Brian Lunn (1893–1956) was a British writer. He was born in Bloomsbury, London to Methodist parents. He had a somewhat Puritanical upbringing, his father Henry Simpson Lunn (1859-1939, founder of Lunn's Travel agency that would become Lunn Poly) having strong religious beliefs which were in conflict with his talent as a businessman. Arnold Lunn and Hugh Kingsmill were his brothers. His most important work as a writer was 'Switchback', his autobiography published in 1948. Its highlight is Brian's description of a mental breakdown he had while serving in Mesopotamia in the 11th Black Watch. The onset of his breakdown was described as follows: 'Men and beasts passed through the haze, black outlines; a troup of mules with Indian driver was a stately silhouette; shambling after them a bucket-carrying menial with tousled turban and bedraggled shirt flapping round flexed knees was an immortal grotesque, raised above the plane of human need and anxiety.
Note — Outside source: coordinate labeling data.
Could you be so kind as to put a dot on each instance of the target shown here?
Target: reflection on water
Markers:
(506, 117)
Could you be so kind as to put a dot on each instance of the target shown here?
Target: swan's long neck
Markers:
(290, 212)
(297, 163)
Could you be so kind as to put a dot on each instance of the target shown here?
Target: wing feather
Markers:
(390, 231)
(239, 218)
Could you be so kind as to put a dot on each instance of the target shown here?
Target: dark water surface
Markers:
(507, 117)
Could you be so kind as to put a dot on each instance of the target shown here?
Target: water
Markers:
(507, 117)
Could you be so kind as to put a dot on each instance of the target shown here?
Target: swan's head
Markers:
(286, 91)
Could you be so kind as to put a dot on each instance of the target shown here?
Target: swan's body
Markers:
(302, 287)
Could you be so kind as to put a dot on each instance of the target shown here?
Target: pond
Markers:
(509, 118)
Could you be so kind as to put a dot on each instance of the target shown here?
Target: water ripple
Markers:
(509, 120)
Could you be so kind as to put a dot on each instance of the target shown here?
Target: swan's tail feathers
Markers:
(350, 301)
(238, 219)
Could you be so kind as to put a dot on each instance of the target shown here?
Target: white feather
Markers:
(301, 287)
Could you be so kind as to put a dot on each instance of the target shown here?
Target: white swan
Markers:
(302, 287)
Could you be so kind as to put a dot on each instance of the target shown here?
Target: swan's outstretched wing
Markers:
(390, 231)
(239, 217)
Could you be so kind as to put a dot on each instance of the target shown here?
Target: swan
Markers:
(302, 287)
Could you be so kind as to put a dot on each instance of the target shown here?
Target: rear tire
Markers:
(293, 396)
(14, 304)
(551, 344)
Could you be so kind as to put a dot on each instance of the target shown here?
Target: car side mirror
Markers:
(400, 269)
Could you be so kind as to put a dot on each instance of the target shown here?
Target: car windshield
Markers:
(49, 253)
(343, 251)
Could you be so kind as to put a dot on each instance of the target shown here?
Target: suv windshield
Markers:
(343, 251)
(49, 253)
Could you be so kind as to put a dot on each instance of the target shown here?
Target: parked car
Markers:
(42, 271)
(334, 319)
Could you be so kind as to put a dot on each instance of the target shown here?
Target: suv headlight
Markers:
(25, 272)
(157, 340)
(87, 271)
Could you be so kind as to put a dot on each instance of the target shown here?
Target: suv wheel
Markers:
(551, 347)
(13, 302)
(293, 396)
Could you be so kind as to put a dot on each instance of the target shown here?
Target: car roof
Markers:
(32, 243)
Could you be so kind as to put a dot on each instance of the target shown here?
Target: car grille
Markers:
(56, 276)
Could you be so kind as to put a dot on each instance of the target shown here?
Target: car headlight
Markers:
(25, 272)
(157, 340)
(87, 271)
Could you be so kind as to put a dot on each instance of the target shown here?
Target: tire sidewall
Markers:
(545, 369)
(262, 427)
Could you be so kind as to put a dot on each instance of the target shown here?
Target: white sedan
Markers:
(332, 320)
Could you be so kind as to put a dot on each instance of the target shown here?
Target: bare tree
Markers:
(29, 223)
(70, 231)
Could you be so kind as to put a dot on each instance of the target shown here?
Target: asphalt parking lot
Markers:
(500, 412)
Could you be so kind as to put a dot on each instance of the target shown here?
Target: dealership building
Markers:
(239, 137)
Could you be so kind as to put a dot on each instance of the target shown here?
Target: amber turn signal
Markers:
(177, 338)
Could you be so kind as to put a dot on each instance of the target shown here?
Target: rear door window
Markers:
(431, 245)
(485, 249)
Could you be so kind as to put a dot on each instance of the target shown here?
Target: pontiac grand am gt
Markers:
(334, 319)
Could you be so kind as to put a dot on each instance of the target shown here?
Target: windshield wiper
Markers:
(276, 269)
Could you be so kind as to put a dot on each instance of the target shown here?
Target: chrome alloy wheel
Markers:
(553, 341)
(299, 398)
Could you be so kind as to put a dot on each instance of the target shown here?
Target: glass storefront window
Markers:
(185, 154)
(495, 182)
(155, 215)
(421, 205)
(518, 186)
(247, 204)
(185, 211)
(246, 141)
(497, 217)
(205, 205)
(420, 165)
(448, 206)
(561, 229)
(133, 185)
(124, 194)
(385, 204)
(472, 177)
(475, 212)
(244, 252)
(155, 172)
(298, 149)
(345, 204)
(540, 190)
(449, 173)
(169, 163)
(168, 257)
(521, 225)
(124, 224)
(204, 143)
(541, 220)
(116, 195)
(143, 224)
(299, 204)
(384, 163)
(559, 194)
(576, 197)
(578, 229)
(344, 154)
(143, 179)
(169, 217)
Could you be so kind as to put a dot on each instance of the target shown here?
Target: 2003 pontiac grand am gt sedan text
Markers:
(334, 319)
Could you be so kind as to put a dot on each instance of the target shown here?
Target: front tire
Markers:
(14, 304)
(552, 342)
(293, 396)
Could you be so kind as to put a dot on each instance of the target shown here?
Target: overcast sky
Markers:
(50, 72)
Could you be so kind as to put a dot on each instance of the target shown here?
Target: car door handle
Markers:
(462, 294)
The Platonic Idea, as interpreted by Schopenhauer, the basis of art. Removed from all appeal to the will, the horrible was transmuted into the beautiful. He was, in fact, a sanitary man staggering back from a punishment fatigue; constantly in trouble, he would incur more fatigues, with stoppages of pay, staggering in the bog of inefficiency under implacable authority. ' '...I looked along the river banks - tents and incinerators, horses and mules, soldiers, native and European, a complex of endeavour in an enterprise as unreal as all the day-to-day needs and anxieties and discomforts, ambitions and humiliations of each individual, were real.' ‘Unreal? The word came back to me as a sudden illumination. That was it, it was all a staged show.' The delusions which accompanied this insight were hardly more absurd than the futilities of war. His other books were a biography of Martin Luther, a travel guide to Belgium and a history of the Rothschild family. "Salvation Dynasty" was Brian Lunn's account of the Salvation Army's founders.